In questi giorni è atteso, nelle librerie italiane, un nuovo libro di Paco Ignacio Taibo II.
Te li do io i tropici
Si intitolerà Te li do io i Tropici. Tradotto da Simona Geroldi e Silvia Sichel, sarà pubblicato da Marco Tropea nella collana "Le Gaggie". Il volume, in brossura, conta 384 pagine (ISBN 88-438-0232-1).

Per l'occasione, Paco Ignacio Taibo II sarà in Italia per un breve ciclo di incontri.


Riportiamo di seguito, per gentile concessione dell'editore, le note di presentazione del volume.

Paco Ignacio Taibo II è uno degli scrittori latinoamericani più amati dal pubblico italiano, che lo segue con affetto nelle sue molteplici vocazioni di romanziere, saggista storico, attivista politico appassionato e contagioso, infaticabile propagandista della nuova letteratura latinoamericana.

Proprio in questo libro, i sempre più numerosi fans troveranno la summa delle vocazioni di Paco Taibo, saggi storici e articoli, romanzi e racconti, ma anche riflessioni sulla storia eroica e sfortunata delle tante rivoluzioni che hanno nutrito di speranza il continente latinoamericano.

Un libro-labirinto che ha l’intima coerenza interna che caratterizza le innumerevoli attività del suo autore, da sempre teorico del “caos organizzato” e di una gioiosa e rigorosa rottura degli steccati tra i generi e le competenze.
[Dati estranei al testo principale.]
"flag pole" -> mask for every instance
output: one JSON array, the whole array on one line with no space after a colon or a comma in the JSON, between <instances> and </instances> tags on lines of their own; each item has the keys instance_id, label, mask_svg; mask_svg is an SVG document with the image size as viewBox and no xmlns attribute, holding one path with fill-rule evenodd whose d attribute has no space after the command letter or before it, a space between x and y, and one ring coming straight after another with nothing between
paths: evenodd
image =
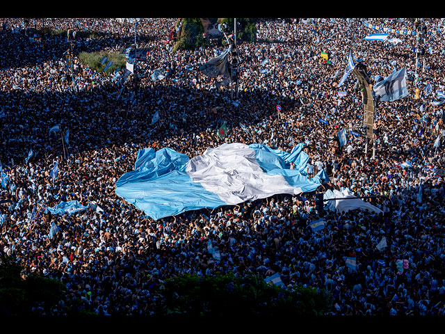
<instances>
[{"instance_id":1,"label":"flag pole","mask_svg":"<svg viewBox=\"0 0 445 334\"><path fill-rule=\"evenodd\" d=\"M66 155L65 154L65 143L63 143L63 131L60 129L60 139L62 139L62 148L63 149L63 157L65 159L67 159Z\"/></svg>"}]
</instances>

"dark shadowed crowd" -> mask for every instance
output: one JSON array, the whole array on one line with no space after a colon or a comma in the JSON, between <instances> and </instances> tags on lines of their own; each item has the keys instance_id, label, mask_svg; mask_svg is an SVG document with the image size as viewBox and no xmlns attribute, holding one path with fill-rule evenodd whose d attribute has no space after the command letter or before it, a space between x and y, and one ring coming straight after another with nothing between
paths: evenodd
<instances>
[{"instance_id":1,"label":"dark shadowed crowd","mask_svg":"<svg viewBox=\"0 0 445 334\"><path fill-rule=\"evenodd\" d=\"M326 290L332 315L445 315L439 19L258 19L256 42L237 40L237 91L199 70L224 45L174 51L177 20L140 22L146 58L122 82L76 54L122 52L134 40L131 20L0 19L0 254L17 259L24 277L60 280L69 299L99 315L152 315L162 307L165 280L229 273L278 273L285 289ZM368 24L394 30L385 41L364 40L379 32ZM399 32L421 26L421 40ZM68 40L36 33L43 28L96 34ZM408 96L378 103L366 148L361 88L353 74L338 86L350 53L371 80L407 73ZM154 80L155 70L163 77ZM49 131L58 125L63 131ZM348 133L341 146L338 132L350 127L361 136ZM314 232L308 226L322 216L314 194L277 194L155 221L115 193L139 149L170 148L191 158L225 142L286 152L304 143L308 174L324 169L330 177L317 192L384 196L362 200L381 212L326 205L325 226ZM45 210L72 200L89 207ZM346 258L356 259L355 267Z\"/></svg>"}]
</instances>

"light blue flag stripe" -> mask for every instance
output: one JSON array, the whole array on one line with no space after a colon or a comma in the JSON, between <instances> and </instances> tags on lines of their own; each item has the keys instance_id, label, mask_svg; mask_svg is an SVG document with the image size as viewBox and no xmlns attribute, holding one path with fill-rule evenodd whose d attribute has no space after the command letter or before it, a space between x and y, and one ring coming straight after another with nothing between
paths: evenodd
<instances>
[{"instance_id":1,"label":"light blue flag stripe","mask_svg":"<svg viewBox=\"0 0 445 334\"><path fill-rule=\"evenodd\" d=\"M376 96L380 96L380 101L393 102L407 96L406 69L394 72L385 80L375 84L374 92Z\"/></svg>"},{"instance_id":2,"label":"light blue flag stripe","mask_svg":"<svg viewBox=\"0 0 445 334\"><path fill-rule=\"evenodd\" d=\"M225 143L192 159L168 148L140 150L134 170L118 180L115 193L157 220L277 193L309 192L325 177L318 173L309 180L303 172L309 159L303 147L288 153L264 144Z\"/></svg>"}]
</instances>

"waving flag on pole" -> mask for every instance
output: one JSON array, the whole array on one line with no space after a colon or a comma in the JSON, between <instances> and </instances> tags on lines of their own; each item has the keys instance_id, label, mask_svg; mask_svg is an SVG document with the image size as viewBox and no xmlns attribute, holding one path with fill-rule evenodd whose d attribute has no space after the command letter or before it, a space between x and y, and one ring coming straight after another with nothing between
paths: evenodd
<instances>
[{"instance_id":1,"label":"waving flag on pole","mask_svg":"<svg viewBox=\"0 0 445 334\"><path fill-rule=\"evenodd\" d=\"M417 202L422 202L422 184L419 185L419 193L417 193Z\"/></svg>"},{"instance_id":2,"label":"waving flag on pole","mask_svg":"<svg viewBox=\"0 0 445 334\"><path fill-rule=\"evenodd\" d=\"M200 67L200 70L211 78L220 75L229 75L229 62L227 57L232 47L224 51L217 57L212 58L207 63Z\"/></svg>"},{"instance_id":3,"label":"waving flag on pole","mask_svg":"<svg viewBox=\"0 0 445 334\"><path fill-rule=\"evenodd\" d=\"M266 283L269 285L275 284L275 285L278 285L279 287L284 287L284 284L281 279L281 276L280 276L280 273L276 273L264 279Z\"/></svg>"},{"instance_id":4,"label":"waving flag on pole","mask_svg":"<svg viewBox=\"0 0 445 334\"><path fill-rule=\"evenodd\" d=\"M65 143L68 144L68 137L70 136L70 129L67 129L67 131L65 132L65 136L63 136L63 139L65 140Z\"/></svg>"},{"instance_id":5,"label":"waving flag on pole","mask_svg":"<svg viewBox=\"0 0 445 334\"><path fill-rule=\"evenodd\" d=\"M393 102L407 96L406 69L394 72L385 79L375 84L373 89L375 96L380 97L380 101Z\"/></svg>"},{"instance_id":6,"label":"waving flag on pole","mask_svg":"<svg viewBox=\"0 0 445 334\"><path fill-rule=\"evenodd\" d=\"M354 64L353 56L350 52L349 56L348 57L348 63L346 65L346 68L345 69L345 72L337 87L340 87L341 85L343 85L343 84L346 81L346 79L348 79L348 77L349 76L350 72L353 72L353 70L354 70L354 67L355 67L355 64Z\"/></svg>"},{"instance_id":7,"label":"waving flag on pole","mask_svg":"<svg viewBox=\"0 0 445 334\"><path fill-rule=\"evenodd\" d=\"M326 225L325 223L325 221L323 221L323 219L318 219L317 221L314 221L313 222L312 222L309 225L309 227L312 229L313 232L320 231L320 230L323 230L323 228L325 228L325 226L326 226Z\"/></svg>"},{"instance_id":8,"label":"waving flag on pole","mask_svg":"<svg viewBox=\"0 0 445 334\"><path fill-rule=\"evenodd\" d=\"M51 132L56 132L56 131L60 131L60 125L59 124L58 124L57 125L54 125L51 129L49 129L50 134Z\"/></svg>"},{"instance_id":9,"label":"waving flag on pole","mask_svg":"<svg viewBox=\"0 0 445 334\"><path fill-rule=\"evenodd\" d=\"M104 70L102 70L102 72L105 72L106 71L108 68L110 68L110 67L114 63L113 63L111 61L108 61L106 64L106 65L104 67Z\"/></svg>"},{"instance_id":10,"label":"waving flag on pole","mask_svg":"<svg viewBox=\"0 0 445 334\"><path fill-rule=\"evenodd\" d=\"M387 238L385 237L382 237L382 240L380 240L380 242L377 244L376 248L380 251L382 251L382 250L387 246Z\"/></svg>"},{"instance_id":11,"label":"waving flag on pole","mask_svg":"<svg viewBox=\"0 0 445 334\"><path fill-rule=\"evenodd\" d=\"M62 230L57 225L57 224L53 221L51 225L51 229L49 230L49 233L48 234L48 237L49 239L53 239L54 234L57 233L58 231L61 231Z\"/></svg>"},{"instance_id":12,"label":"waving flag on pole","mask_svg":"<svg viewBox=\"0 0 445 334\"><path fill-rule=\"evenodd\" d=\"M156 110L154 115L153 115L153 118L152 118L152 125L156 123L158 120L159 120L159 112Z\"/></svg>"},{"instance_id":13,"label":"waving flag on pole","mask_svg":"<svg viewBox=\"0 0 445 334\"><path fill-rule=\"evenodd\" d=\"M221 125L219 130L218 130L218 136L220 137L220 139L224 139L225 136L227 134L227 126L225 122Z\"/></svg>"},{"instance_id":14,"label":"waving flag on pole","mask_svg":"<svg viewBox=\"0 0 445 334\"><path fill-rule=\"evenodd\" d=\"M121 176L115 192L153 219L310 192L320 186L321 172L310 180L302 172L308 164L303 148L299 144L289 153L264 144L226 143L192 159L168 148L139 150L134 170Z\"/></svg>"},{"instance_id":15,"label":"waving flag on pole","mask_svg":"<svg viewBox=\"0 0 445 334\"><path fill-rule=\"evenodd\" d=\"M371 33L364 39L364 40L386 40L387 38L387 33Z\"/></svg>"},{"instance_id":16,"label":"waving flag on pole","mask_svg":"<svg viewBox=\"0 0 445 334\"><path fill-rule=\"evenodd\" d=\"M343 147L346 145L348 142L348 139L346 138L346 130L343 129L337 133L337 136L339 136L339 141L340 142L340 146Z\"/></svg>"},{"instance_id":17,"label":"waving flag on pole","mask_svg":"<svg viewBox=\"0 0 445 334\"><path fill-rule=\"evenodd\" d=\"M6 188L8 181L9 181L9 177L6 173L3 173L1 163L0 163L0 178L1 181L1 186L3 188Z\"/></svg>"},{"instance_id":18,"label":"waving flag on pole","mask_svg":"<svg viewBox=\"0 0 445 334\"><path fill-rule=\"evenodd\" d=\"M428 84L425 87L425 96L428 96L428 95L432 91L432 86L431 86L431 83L428 82Z\"/></svg>"},{"instance_id":19,"label":"waving flag on pole","mask_svg":"<svg viewBox=\"0 0 445 334\"><path fill-rule=\"evenodd\" d=\"M348 268L357 271L357 257L346 257L345 262Z\"/></svg>"},{"instance_id":20,"label":"waving flag on pole","mask_svg":"<svg viewBox=\"0 0 445 334\"><path fill-rule=\"evenodd\" d=\"M57 167L57 161L54 163L54 166L51 170L49 175L53 179L53 181L57 178L57 173L58 173L58 168Z\"/></svg>"},{"instance_id":21,"label":"waving flag on pole","mask_svg":"<svg viewBox=\"0 0 445 334\"><path fill-rule=\"evenodd\" d=\"M26 157L26 159L25 159L26 164L28 164L28 160L29 160L29 159L33 156L33 154L34 152L33 152L33 150L30 148L29 152L28 152L28 157Z\"/></svg>"}]
</instances>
Si può affrontare la lettura di un libro come un ballerino di danzón affronta la pista da ballo? E’ così che Paco Ignacio Taibo II immagina ci si debba accostare al suo immane zibaldone: con “ritmo, fianchi agili, sudore tropicale, schivate e finte”. Tra romanzi brevi, racconti, lettere, descrizioni, poesie, fotografie, note biografiche, reportage, cronache, interviste e altri scritti del tutto inclassificabili, il vulcanico scrittore messicano ha composto un personalissimo scenario di fine millennio. Non ci si aspetti però un insieme disordinato, perché, spiega l’autore “Man mano che procedevo ad assemblare e riscrivere, e in seguito scrivendo i capitoli nuovi, mi sono reso conto che questa cronaca non aveva l’incoerenza che avevo sperato; che in qualche modo stava prendendo forma una versione, letteraria e giornalistica, dei tempi che mi era toccato di vivere nell’ultimo decennio”.